In the instant case, the owners of the Pocono Inn managed the day-to-day business of the inn and made the decisions incidental thereto. They recruited and paid hotel personnel, maintained the property, and provided for security, accounting and supervisory services. The hotel’s agreement with Best Western disavowed any agency relationship and provided that *335the Penn Stroud Hotel should be an independent contractor. It provided, specifically, as follows:
Applicant [Penn Stroud Hotel] acknowledges that the relationship of Best Western to its members is one of independent contractor, that neither party to this Agreement has the power to obligate or bind the other in any way, and that no relationship of partners, joint venturers or agents is created by this Application and Agreement. It is understood that Best Western has no responsibility for the use, condition or operation of the subject property, no control of or responsibility for the safety of the premises or the safety of the design of any structure or product, and that Best Western has no control over or responsibility for any decision affecting the employment or supervision of any person employed in connection with the subject property.
On the other hand, all members of the Best Western organization were subject to a quality control biannual inspection, as a result of which the members were scored according to the conditions of their properties and the amenities provided. The failure to obtain a minimum score, pre-determined by Best Western, could result in sanctions ranging from probation to termination of membership. Even where sanctions were not imposed, members were obligated to correct, replace, repair or renovate those areas where repairs or renovations were deemed necessary by Best Western.
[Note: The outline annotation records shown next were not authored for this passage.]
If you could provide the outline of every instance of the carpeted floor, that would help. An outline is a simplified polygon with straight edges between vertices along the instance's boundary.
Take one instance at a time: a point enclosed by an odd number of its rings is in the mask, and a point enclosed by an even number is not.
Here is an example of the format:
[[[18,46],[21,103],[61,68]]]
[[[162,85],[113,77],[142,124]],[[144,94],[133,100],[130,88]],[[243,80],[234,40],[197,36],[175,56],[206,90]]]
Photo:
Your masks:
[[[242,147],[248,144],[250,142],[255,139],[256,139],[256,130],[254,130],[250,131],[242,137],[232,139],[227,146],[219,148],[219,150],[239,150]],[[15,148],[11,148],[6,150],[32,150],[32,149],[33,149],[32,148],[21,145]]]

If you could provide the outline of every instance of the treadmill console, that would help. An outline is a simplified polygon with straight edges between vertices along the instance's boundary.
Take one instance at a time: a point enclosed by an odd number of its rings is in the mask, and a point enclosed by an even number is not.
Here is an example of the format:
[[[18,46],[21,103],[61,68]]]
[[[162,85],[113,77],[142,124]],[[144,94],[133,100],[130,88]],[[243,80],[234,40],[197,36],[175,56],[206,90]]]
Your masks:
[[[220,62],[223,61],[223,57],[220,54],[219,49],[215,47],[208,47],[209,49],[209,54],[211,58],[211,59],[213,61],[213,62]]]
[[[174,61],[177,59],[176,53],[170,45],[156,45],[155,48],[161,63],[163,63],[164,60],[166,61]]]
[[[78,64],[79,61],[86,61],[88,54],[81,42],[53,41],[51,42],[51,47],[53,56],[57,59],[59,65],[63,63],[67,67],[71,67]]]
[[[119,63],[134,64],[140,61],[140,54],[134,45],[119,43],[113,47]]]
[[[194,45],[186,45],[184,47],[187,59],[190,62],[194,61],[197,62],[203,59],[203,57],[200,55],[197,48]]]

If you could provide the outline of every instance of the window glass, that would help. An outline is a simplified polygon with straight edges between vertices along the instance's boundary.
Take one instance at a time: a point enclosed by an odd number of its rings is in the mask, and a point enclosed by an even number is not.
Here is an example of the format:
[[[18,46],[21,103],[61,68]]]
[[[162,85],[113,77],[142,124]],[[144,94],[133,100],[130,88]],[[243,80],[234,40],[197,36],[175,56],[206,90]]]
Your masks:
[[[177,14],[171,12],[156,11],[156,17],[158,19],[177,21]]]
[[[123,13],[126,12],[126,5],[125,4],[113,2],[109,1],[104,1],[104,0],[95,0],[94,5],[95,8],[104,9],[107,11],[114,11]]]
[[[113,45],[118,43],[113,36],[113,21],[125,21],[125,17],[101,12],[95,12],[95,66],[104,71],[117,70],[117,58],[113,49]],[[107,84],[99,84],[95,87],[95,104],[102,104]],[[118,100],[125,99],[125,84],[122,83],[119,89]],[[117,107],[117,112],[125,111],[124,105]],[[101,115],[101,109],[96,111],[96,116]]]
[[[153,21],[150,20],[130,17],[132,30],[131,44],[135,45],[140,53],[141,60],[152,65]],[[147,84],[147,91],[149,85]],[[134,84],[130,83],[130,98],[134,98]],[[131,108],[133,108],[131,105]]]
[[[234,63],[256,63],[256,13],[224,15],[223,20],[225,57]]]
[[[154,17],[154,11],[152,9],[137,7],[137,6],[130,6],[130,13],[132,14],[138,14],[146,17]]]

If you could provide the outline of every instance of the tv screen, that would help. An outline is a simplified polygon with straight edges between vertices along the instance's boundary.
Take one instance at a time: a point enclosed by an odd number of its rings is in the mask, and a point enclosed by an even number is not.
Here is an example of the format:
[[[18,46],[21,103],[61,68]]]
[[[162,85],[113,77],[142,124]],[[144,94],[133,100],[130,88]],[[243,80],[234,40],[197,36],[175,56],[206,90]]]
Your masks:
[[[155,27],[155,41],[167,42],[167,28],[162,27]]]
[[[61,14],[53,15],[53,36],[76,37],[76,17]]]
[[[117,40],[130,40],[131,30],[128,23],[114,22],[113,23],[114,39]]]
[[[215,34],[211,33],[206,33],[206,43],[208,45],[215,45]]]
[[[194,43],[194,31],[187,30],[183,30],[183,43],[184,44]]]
Rules and regulations applicable to members required that they incorporate the Best Western name and logo into all property signage and that the telephone be answered by using the words, “Best Western.” Other regulations pertained to the keeping of the grounds, the attire of and utensils used by maids, and the furnishing of rooms. From all of this it would appear that Best Western may well have reserved some right of control over the manner in which the Pocono Inn was operated by its owners.
Under the circumstances of this case, therefore, it cannot be determined as a matter of law that a master-servant relationship did not exist between the parties. Whether Best Western reserved a right to control the manner in which the *336Pocono Inn was operated by Penn Stroud Hotel, Inc., so as to render Best Western vicariously liable for the inn’s negligence, if any, is a question which must be decided by a jury.
I would reverse and remand for further proceedings.
. Spahr was subsequently convicted criminally for his conduct and was sentenced to serve a term of imprisonment in a state correctional institution.